Thump. Thump. Thump.

The room was dominated by large heart at it’s center. Anne had seen a photo once of a house built around a tree. The Heart had large branch like veins running from it. Pumping blood into the other parts of the house. A bare light bulb hung from a chain in front of the beating heart. Swinging back and forth like a pendulum. Stepping into the room, she walked towards the heart. Her feet felt suddenly wet. With each step she took, blood seeped up through the floorboards.

I hate her.

Kneeling in the empty closet a little girl wrote on the wall. Writing the same thing over and over in a childish scrawl. The words made no sense. They were gibberish. The girl, her sister Emily,  wrote in a frenzy. Sobbing and muttering to herself. Anne walked over. Feeling the need to comfort the girl. She put a reassuring hand on the girl’s shoulder.

“I hate her.” The girl sobbed.

“It’ll be okay Emily. I love you.”

The girl turned, brushing off Anne’s hand. Her eye’s red with anger. “I’m Anne.”

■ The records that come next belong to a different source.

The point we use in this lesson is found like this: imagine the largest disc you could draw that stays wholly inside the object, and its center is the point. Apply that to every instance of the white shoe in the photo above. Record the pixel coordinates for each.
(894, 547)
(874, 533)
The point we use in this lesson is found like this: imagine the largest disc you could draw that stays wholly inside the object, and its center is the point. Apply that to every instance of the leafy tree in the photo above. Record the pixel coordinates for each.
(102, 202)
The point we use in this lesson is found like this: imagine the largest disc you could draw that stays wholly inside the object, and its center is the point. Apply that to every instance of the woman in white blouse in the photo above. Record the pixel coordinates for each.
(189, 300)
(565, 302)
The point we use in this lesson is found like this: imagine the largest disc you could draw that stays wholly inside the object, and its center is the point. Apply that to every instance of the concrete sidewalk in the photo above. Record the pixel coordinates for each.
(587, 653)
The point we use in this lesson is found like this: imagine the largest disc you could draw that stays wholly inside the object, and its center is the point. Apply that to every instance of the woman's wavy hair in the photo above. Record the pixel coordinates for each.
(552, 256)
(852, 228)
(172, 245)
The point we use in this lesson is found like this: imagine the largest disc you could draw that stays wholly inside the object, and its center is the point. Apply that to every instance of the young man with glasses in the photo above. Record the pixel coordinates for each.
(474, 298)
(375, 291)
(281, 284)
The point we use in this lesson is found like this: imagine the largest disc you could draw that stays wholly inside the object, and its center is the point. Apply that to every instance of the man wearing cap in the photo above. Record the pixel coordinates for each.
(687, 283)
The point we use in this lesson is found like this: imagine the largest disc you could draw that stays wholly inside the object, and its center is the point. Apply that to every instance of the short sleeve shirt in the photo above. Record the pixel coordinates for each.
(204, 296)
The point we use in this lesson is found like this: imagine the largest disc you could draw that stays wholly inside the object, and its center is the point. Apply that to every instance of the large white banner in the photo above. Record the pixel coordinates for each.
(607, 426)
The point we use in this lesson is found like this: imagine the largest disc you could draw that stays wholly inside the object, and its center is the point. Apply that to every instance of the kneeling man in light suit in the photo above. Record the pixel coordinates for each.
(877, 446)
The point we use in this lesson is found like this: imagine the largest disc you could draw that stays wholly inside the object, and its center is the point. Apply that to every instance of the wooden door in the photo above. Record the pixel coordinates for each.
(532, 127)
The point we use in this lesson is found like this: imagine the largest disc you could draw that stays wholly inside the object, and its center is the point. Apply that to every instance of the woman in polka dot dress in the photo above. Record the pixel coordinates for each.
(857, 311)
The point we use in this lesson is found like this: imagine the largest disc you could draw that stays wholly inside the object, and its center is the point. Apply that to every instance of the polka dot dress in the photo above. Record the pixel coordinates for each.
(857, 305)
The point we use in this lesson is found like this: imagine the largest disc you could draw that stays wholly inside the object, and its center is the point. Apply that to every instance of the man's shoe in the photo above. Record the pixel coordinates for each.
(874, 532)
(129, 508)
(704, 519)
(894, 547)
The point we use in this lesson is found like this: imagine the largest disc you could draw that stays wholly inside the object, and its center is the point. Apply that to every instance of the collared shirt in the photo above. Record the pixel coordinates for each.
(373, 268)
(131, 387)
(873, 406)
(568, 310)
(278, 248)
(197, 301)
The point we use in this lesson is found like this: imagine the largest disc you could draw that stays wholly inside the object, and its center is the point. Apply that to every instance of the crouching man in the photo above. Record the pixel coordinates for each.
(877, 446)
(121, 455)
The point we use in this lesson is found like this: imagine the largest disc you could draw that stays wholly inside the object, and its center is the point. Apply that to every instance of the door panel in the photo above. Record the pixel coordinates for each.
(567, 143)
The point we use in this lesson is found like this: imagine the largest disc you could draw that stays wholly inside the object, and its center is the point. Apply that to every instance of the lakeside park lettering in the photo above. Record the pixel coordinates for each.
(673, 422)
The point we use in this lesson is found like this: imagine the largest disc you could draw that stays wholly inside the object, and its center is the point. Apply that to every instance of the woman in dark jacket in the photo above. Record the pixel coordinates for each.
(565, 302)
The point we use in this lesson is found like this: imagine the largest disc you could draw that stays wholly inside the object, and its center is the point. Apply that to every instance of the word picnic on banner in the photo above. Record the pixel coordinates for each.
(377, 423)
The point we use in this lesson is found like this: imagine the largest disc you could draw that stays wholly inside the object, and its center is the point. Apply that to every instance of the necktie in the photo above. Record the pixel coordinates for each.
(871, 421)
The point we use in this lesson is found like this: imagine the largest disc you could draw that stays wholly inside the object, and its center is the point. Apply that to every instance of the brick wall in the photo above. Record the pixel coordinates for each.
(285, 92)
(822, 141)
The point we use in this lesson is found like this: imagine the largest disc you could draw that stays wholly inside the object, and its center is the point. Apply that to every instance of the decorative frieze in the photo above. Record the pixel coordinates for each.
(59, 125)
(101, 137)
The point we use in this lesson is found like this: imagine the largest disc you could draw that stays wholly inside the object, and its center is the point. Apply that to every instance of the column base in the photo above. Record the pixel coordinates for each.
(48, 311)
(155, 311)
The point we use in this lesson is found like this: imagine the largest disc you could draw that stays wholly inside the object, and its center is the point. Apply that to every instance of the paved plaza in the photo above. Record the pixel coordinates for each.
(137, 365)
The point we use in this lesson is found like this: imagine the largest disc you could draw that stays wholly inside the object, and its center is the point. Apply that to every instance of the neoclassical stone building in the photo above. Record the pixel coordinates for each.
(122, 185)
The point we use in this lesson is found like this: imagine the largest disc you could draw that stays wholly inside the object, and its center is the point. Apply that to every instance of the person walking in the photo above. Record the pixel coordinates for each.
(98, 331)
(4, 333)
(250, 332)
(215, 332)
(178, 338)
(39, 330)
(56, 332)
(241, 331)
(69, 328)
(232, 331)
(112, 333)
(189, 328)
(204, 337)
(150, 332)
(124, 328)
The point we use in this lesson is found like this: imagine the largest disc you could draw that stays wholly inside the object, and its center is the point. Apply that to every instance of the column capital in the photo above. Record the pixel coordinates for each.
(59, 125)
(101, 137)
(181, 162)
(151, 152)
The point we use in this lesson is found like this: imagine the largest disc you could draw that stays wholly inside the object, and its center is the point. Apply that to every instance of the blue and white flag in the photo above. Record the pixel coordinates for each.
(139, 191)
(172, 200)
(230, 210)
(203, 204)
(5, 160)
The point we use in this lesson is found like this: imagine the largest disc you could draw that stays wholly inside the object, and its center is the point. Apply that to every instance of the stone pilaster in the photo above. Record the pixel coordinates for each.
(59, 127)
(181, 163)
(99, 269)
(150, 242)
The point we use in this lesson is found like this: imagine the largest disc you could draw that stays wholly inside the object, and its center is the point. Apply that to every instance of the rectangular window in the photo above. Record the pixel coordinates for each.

Anne sat up on the couch. Her eyes filled with sleep. Rubbing them she could see the first gloomy rays of morning light in the sky. Snow was falling at a good rate. She pushed off the blankets. Only a dream. It had been so intense. So real. She’d never had a dream that had felt so real before. Her clothes were damp from sweat. The sudden cold air of the apartment made her shiver.

Barefoot she went to the shower. It was after seven. There was no point in trying to go back to sleep. The dream had her adrenalin flowing.  

It lingered in her mind as she washed. Had she wrote I hate her in the closet. It was entirely possible. From what her mother had said, Emily had tormented her. Perhaps she’d written those words there as a form of revenge. It was also possible Anne’s feelings of guilt had manifested that aspect of the dream. Regardless of who wrote them, Anne had busy day ahead. She might as well face the day and all it held.